A picture of a person's hands as they go through a file cabinet with file folders with different labels. The hands are Mimi Onuoha's the artist that created the art exhibit.

A list of some of the datasets that have never been collected. The list is part of the file cabinet shown above. The first dataset: Civilians killed in encounters with police or law enforcement agencies, has a line through it and an update that this is no longer a missing dataset. The remainder of the datasets listed are still missing.

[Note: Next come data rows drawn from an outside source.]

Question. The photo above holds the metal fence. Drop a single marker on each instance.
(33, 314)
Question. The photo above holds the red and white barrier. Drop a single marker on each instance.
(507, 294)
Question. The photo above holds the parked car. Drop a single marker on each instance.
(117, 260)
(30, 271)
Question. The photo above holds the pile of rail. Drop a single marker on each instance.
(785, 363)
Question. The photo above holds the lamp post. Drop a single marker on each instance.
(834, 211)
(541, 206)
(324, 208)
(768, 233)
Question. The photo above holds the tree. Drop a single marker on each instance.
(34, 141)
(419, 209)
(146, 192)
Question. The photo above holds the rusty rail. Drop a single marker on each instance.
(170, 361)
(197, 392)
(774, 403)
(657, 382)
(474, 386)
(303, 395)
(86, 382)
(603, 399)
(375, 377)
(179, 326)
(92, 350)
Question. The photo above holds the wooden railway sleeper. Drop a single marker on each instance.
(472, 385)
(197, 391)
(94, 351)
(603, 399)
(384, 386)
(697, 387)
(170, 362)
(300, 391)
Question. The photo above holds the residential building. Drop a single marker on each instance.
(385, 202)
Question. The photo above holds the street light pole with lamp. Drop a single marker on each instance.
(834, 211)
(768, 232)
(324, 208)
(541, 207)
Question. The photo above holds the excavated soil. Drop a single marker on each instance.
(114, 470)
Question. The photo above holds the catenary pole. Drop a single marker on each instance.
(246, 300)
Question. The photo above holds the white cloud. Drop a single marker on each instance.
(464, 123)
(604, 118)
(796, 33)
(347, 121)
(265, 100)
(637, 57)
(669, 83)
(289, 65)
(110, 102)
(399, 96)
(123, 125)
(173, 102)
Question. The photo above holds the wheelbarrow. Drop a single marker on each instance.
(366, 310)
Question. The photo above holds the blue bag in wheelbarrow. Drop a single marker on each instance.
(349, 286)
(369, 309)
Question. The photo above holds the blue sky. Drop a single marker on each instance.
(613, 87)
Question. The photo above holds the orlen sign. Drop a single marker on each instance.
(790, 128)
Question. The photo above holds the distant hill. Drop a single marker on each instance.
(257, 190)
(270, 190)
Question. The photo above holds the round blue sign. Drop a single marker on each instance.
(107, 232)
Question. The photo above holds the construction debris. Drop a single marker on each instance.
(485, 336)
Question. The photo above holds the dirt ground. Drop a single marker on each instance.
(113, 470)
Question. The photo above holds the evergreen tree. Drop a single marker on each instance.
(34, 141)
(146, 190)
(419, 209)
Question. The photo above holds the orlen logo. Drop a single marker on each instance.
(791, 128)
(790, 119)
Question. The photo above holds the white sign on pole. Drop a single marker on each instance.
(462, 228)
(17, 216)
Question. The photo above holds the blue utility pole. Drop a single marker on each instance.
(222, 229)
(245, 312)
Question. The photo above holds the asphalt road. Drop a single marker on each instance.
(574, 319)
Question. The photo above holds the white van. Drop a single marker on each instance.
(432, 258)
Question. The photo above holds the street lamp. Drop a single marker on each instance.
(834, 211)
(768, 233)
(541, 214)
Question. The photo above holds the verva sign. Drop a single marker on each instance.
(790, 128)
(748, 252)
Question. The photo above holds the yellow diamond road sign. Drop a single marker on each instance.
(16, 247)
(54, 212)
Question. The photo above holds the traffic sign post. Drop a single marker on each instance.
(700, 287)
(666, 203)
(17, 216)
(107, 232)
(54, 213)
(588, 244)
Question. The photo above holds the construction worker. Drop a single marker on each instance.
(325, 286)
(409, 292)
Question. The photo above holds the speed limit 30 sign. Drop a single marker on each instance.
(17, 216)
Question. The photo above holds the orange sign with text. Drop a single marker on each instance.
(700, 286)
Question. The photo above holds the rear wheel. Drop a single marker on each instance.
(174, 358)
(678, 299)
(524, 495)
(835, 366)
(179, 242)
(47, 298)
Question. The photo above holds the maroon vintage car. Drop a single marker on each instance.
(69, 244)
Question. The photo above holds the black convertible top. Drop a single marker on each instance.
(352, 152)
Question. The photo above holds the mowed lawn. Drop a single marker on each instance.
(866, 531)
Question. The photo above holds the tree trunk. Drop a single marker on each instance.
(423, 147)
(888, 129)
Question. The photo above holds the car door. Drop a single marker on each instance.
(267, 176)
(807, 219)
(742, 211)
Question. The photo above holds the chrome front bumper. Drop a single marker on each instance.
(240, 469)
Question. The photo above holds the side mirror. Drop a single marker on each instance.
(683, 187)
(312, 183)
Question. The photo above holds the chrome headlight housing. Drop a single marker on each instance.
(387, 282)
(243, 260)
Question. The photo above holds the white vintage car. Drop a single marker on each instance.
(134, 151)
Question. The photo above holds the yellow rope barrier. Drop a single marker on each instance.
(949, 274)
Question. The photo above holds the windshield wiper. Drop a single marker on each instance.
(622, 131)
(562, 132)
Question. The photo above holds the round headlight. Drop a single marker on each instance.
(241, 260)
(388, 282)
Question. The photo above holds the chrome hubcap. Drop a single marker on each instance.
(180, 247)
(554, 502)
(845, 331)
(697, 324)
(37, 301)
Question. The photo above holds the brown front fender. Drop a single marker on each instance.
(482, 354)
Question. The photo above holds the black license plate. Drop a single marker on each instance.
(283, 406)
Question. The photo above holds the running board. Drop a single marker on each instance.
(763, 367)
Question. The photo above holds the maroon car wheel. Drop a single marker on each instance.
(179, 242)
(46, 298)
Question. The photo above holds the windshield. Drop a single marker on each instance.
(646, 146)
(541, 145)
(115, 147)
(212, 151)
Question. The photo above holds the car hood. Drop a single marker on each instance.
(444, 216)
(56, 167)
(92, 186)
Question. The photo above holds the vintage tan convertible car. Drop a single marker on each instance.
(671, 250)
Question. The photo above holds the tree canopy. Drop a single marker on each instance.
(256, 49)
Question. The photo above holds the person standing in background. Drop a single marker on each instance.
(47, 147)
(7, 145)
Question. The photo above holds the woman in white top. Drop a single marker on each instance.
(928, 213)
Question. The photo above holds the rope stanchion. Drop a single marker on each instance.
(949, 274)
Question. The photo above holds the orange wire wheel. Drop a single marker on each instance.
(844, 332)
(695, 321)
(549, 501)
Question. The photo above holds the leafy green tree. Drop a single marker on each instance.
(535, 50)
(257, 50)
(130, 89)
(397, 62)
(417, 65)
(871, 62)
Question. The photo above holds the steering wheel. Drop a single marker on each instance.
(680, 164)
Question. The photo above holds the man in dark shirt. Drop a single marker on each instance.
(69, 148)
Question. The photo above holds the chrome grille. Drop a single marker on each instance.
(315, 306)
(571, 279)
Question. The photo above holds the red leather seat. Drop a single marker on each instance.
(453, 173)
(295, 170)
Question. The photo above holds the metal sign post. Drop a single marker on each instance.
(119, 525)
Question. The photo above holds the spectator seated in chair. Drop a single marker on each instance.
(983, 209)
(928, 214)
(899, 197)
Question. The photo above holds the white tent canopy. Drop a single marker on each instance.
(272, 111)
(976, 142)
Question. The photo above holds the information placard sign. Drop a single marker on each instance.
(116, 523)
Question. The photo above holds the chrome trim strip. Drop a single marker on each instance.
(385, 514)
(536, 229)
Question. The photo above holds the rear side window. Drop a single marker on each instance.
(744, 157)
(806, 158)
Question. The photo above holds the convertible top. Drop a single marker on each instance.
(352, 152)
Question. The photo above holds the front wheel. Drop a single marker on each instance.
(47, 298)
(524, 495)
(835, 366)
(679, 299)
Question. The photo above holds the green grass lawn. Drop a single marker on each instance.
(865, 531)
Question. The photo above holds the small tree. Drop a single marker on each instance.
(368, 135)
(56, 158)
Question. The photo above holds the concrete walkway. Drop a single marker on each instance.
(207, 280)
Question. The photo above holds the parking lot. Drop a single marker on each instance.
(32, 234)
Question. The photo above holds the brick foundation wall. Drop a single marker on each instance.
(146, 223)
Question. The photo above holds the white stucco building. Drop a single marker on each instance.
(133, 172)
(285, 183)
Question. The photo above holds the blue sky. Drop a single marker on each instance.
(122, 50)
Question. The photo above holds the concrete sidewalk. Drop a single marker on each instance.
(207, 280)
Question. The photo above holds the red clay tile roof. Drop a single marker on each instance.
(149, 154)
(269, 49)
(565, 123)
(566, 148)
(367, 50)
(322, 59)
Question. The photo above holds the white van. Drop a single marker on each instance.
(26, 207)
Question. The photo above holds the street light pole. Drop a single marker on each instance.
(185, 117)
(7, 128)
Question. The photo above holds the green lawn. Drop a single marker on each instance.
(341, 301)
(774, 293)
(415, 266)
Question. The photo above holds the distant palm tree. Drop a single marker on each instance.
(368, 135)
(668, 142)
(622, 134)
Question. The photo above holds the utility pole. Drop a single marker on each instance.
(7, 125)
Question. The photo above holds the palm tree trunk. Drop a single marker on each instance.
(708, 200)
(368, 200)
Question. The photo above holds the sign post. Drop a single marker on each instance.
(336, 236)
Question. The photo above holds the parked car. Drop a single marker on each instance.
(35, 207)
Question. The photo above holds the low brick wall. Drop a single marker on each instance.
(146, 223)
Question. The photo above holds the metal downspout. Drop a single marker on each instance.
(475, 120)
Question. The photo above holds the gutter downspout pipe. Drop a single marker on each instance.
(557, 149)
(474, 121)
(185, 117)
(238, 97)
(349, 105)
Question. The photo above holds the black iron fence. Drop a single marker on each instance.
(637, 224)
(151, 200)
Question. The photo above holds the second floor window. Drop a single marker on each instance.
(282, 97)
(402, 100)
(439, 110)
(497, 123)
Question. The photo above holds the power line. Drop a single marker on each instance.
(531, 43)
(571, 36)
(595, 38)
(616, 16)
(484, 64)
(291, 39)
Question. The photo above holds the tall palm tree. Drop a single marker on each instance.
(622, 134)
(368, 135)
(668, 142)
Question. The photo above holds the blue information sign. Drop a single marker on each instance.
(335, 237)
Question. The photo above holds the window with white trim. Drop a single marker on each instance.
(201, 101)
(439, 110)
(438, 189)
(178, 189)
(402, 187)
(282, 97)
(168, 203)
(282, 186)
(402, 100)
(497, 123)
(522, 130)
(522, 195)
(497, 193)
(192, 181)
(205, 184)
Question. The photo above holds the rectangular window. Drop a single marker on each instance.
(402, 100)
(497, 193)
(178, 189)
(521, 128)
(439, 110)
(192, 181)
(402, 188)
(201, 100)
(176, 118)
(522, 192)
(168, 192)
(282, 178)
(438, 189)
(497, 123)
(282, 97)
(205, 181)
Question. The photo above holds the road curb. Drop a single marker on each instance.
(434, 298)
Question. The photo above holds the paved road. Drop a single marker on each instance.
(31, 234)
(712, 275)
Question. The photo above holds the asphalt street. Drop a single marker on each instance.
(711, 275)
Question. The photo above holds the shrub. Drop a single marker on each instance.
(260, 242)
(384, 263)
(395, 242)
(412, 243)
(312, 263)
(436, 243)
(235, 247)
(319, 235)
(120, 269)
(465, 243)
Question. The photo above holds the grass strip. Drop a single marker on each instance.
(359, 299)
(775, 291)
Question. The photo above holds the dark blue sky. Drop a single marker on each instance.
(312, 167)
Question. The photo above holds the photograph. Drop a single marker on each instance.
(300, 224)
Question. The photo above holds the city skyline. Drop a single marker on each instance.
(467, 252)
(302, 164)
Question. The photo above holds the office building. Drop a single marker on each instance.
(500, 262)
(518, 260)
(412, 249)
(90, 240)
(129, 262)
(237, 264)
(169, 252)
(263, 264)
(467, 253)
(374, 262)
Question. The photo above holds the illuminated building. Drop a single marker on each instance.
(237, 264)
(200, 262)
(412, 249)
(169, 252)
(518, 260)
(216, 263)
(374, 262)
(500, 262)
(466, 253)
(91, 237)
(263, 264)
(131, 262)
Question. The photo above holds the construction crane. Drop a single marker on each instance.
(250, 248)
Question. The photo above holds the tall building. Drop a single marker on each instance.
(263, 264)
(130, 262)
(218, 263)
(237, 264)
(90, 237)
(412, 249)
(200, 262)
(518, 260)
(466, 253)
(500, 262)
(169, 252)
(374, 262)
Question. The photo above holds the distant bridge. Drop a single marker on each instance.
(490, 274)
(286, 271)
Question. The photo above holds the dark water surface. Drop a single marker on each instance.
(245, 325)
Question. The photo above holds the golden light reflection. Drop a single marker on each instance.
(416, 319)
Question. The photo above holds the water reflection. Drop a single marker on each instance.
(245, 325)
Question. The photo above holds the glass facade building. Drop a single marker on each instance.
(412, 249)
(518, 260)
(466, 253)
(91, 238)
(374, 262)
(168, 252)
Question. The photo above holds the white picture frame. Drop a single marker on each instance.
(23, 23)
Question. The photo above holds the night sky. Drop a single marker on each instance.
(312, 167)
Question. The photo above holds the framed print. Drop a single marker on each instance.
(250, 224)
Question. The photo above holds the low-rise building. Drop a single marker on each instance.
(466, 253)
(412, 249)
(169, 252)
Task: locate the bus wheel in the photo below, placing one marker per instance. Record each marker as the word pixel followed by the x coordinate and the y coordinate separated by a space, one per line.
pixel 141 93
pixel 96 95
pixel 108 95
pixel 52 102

Here is the list: Sales and prices in the art world (and relationships between artists and gallerists), People excluded from public housing because of criminal records, Trans people killed or injured in instances of hate crime (note: existing records are notably unreliable or incomplete), Poverty and employment statistics that include people who are behind bars, Muslim mosques/communities surveilled by the FBI/CIA, Mobility for older adults with physical disabilities or cognitive impairments, LGBT older adults discriminated against in housing, Undocumented immigrants currently incarcerated and/or underpaid, Undocumented immigrants for whom prosecutorial discretion has been used to justify release or general punishment, Measurements for global web users that take into account shared devices and VPNs, Firm statistics on how often police arrest women for making false rape reports, Master database that details if/which Americans are registered to vote in multiple states, Total number of local and state police departments using stingray phone trackers (IMSI-catchers), How much Spotify pays each of its artists per play of song.

“When you look into them, you start to realize that they almost universally intersect with the interests of the most vulnerable.”

Mimi Onuoha

Project Application

Data Context

In the “Data Context” section of your Final Poster, you are required to provide a description that directly addresses the:

  • social,
  • cultural,
  • historical,
  • institutional, and
  • material conditions under which the data were produced.

Example: Ames, Iowa Housing Data

  • What are the social conditions of these data?
    • What are the social influences of owning a house?
  • What are the cultural conditions of these data?
    • What is the culture surrounding home ownership in the United States?
    • Does owning a house look the same for everyone?
  • What are the historical conditions of these data?
    • What is the history associated with home ownership in the US?
    • What is the history associated with home ownership in Ames, Iowa?
  • What are the institutional conditions of these data?
    • What are the institutional forces that factor into home ownership?
  • What are the material conditions of these data?
    • How were the data collected?
    • What houses / neighborhoods / individuals are represented in these data? Excluded from these data?

Next Week

Exam 2 on Thursday

The practice final is posted on Canvas (and the course website).

We will discuss the practice final during class on Tuesday!